During once-daily dosing, ZEGERID was administered at bedtime; however, reflecting current practice for evening dosing of delayed-release PPIs, Protonix was administered before dinner. During twice-daily dosing, both drugs were administered before breakfast and at bedtime. The protocol allowed 18 patients to return for additional dosing of ZEGERID 40mg on six consecutive days, with 24-hour pH monitoring beginning at the last dose. Gastric acidity was measured over an 8-hour nighttime interval and over 24 hours.
Data from 32 patients were available for analysis. After repeated once-daily dosing, ZEGERID produced statistically significantly better nocturnal gastric acid control than Protonix: median gastric pH 4.7 vs. 2; percent time gastric pH was greater than 4, 55 vs. 27; patients with nocturnal acid breakthrough (NAB) 53 percent vs. 78 percent (P less than 0.001 for all comparisons). After twice-daily dosing, ZEGERID 20mg produced statistically significantly better nocturnal gastric acid control than Protonix 40mg: median gastric pH 5.8 vs. 1.9; percent time gastric pH was greater than 4, 79 vs. 31; patients with NAB 47 percent vs. 80 percent (P less than or equal to 0.025 for all comparisons).

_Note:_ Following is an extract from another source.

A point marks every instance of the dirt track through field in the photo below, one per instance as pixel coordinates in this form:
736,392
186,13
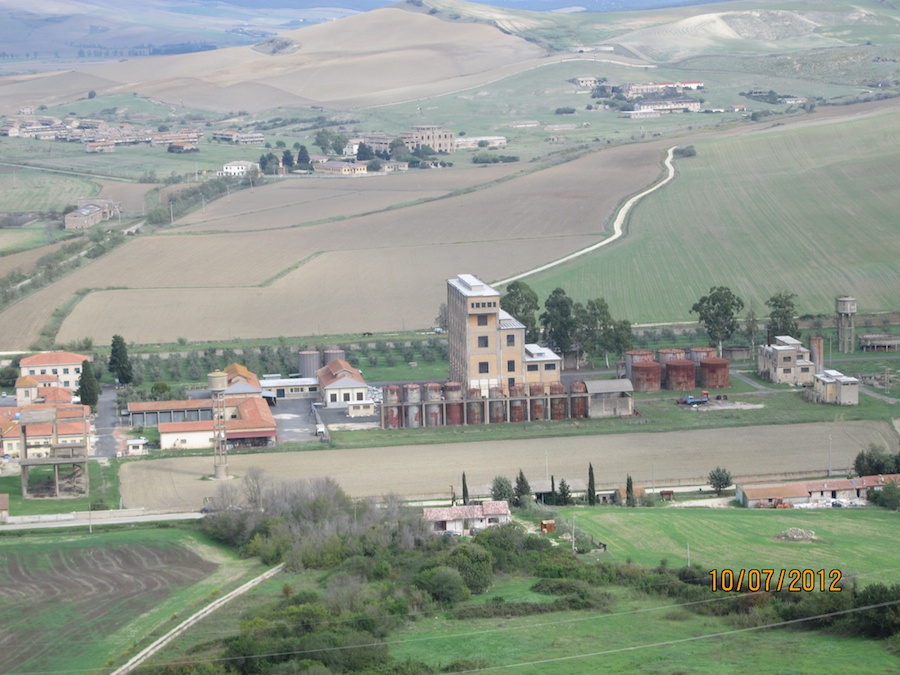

For the 40-mg doses of the two drugs, ZEGERID and Protonix, respectively: median gastric pH 6.5 vs. 1.5; percent time gastric pH was greater than 4, 92 vs. 37; patients with NAB 12 percent vs. 71 percent (P less than 0.001 for all comparisons).
After once-daily bedtime dosing of ZEGERID 40mg and twice-daily dosing of Protonix 40mg, twenty-four hour pH control was not significantly different (percent time gastric pH was greater than 4: ZEGERID 61 percent, Protonix 56 percent). Twenty-four hour pH control was significantly better after twice-daily dosing of ZEGERID 20mg than after twice-daily dosing of Protonix 40mg (percent time gastric pH was greater than 4: ZEGERID 68 percent, Protonix 51 percent; P less than 0.001).
Important Safety Information
A new drug application (NDA) for ZEGERID Powder for Oral Suspension 40mg is currently under review by the U.S. Food and Drug Administration (FDA), and that dose strength has not been approved by the FDA for marketing.
ZEGERID Powder for Oral Suspension 20mg is indicated for short-term treatment of active duodenal ulcer, for heartburn and other symptoms associated with gastroesophageal reflux disease (GERD), for the short-term treatment (4-8 weeks) of erosive esophagitis which has been diagnosed by endoscopy, and for maintenance of healing of erosive esophagitis. Controlled studies do not extend beyond 12 months. ZEGERID is contraindicated in patients with known hypersensitivity to any component of the formulation. ZEGERID Powder for Oral Suspension 20mg is recommended for once-daily dosing, on an empty stomach one hour prior to a meal.
The most frequently reported adverse events with ZEGERID are headache, diarrhea and abdominal pain. Symptomatic response to therapy does not preclude the presence of gastric malignancy. Atrophic gastritis has been noted occasionally in gastric corpus biopsies from patients treated long term with omeprazole.